NASA remembers Hurricane Katrina

Five years after Katrina hit Louisiana, a video from Goddard Space Flight Center shows how NASA satellites captured the storm.

Katrina was not the biggest hurricane to hit the Gulf Coast, but it was one of the most destructive.

It was unusually wide, according to NASA, and the broad swath of ocean swells it created turned into a "massive, unrelenting" storm surge that flooded the coast and left 80 percent of New Orleans underwater.

Five years later, the city is still recovering --just last week, Smart Planet wrote about the high rate of childhood asthma in New Orleans, which is caused by all the mold that developed in Katrina's wake.

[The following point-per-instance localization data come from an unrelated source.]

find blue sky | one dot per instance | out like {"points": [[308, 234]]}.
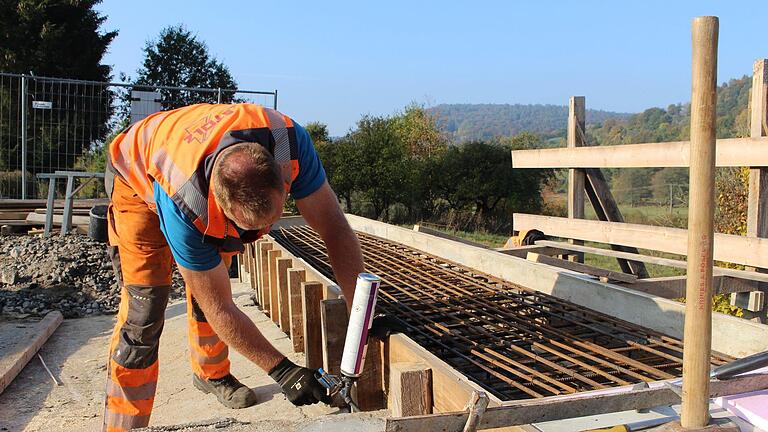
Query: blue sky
{"points": [[334, 61]]}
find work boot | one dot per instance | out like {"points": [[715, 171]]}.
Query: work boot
{"points": [[228, 390]]}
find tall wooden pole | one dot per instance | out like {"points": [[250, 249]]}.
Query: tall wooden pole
{"points": [[698, 307], [576, 177]]}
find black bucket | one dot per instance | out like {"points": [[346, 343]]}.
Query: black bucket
{"points": [[97, 225]]}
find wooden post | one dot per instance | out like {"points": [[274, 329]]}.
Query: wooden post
{"points": [[410, 389], [311, 296], [283, 301], [295, 278], [698, 307], [264, 275], [757, 201], [576, 138], [333, 320], [368, 391], [257, 268], [274, 304]]}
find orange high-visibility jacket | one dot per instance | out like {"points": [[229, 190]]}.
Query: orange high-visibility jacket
{"points": [[177, 149]]}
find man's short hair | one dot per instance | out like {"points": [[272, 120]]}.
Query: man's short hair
{"points": [[246, 176]]}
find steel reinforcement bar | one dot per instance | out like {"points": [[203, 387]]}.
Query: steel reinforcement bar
{"points": [[515, 342]]}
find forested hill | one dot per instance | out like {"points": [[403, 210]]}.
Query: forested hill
{"points": [[673, 123], [484, 121]]}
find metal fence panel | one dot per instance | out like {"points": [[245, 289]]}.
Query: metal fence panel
{"points": [[49, 124]]}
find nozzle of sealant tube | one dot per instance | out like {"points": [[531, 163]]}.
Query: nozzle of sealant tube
{"points": [[360, 319]]}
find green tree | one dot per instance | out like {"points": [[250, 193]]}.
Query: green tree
{"points": [[383, 172], [58, 38], [179, 59], [54, 38], [477, 176], [419, 132]]}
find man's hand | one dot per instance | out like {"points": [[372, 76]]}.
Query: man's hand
{"points": [[299, 383]]}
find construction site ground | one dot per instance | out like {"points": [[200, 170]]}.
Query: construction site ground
{"points": [[77, 353]]}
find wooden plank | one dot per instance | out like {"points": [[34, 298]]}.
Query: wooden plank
{"points": [[57, 219], [522, 251], [730, 152], [434, 232], [333, 313], [736, 337], [607, 210], [256, 270], [329, 286], [295, 278], [368, 391], [576, 177], [274, 304], [450, 389], [757, 199], [283, 299], [13, 363], [731, 274], [410, 389], [559, 408], [264, 277], [582, 268], [311, 298], [728, 248]]}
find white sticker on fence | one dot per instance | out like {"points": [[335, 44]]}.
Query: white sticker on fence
{"points": [[42, 104]]}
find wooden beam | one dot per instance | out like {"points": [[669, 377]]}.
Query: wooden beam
{"points": [[733, 275], [450, 389], [731, 152], [14, 361], [274, 304], [368, 391], [522, 251], [434, 232], [581, 268], [607, 210], [311, 297], [283, 299], [410, 389], [576, 177], [728, 248], [701, 226], [329, 286], [264, 277], [579, 405], [333, 320], [257, 269], [295, 278]]}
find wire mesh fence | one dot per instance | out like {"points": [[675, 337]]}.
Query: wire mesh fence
{"points": [[50, 124]]}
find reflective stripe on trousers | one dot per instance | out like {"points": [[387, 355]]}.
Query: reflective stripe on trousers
{"points": [[143, 266]]}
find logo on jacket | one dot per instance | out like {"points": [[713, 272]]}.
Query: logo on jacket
{"points": [[200, 129]]}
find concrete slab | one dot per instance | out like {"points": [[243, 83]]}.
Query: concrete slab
{"points": [[77, 355]]}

This video from NASA/Goddard Space Flight Center in Maryland includes the dramatic image above -- it's a picture of what fueled Katrina, the relentless warming of the Atlantic Ocean in the weeks leading up to the hurricane.

From NASA:

The video opens with Atlantic Ocean sea surface temperatures data from an instrument called AMSR-E (Advanced Microwave Scanning Radiometer - Earth Observing System) that flies aboard NASA's Aqua satellite. Warm ocean waters (of 80 degrees Fahrenheit or warmer) provided energy to fuel the growing storm. Next, the MISR (Multi-angle Imaging SpectroRadiometer) instrument on NASA's Terra satellite captured the growth of cloud tops in the gathering storm.

Just before landfall, the Tropical Rainfall Measuring Mission (TRMM) satellite data revealed "hot towers" hidden within the hurricane -- powerful thunderstorms that helped intensify Katrina. TRMM also captured data on rainfall amounts throughout the hurricane's lifecycle.

Finally, the video shows Landsat satellite imagery of New Orleans before and during the flooding, as well as a more recent view of a city still rebuilding from the hurricane some five years later.

Katrina was so destructive that there will never be another one -- NASA notes that the World Meteorological Organization, which names hurricanes, has retired the name Katrina from its list.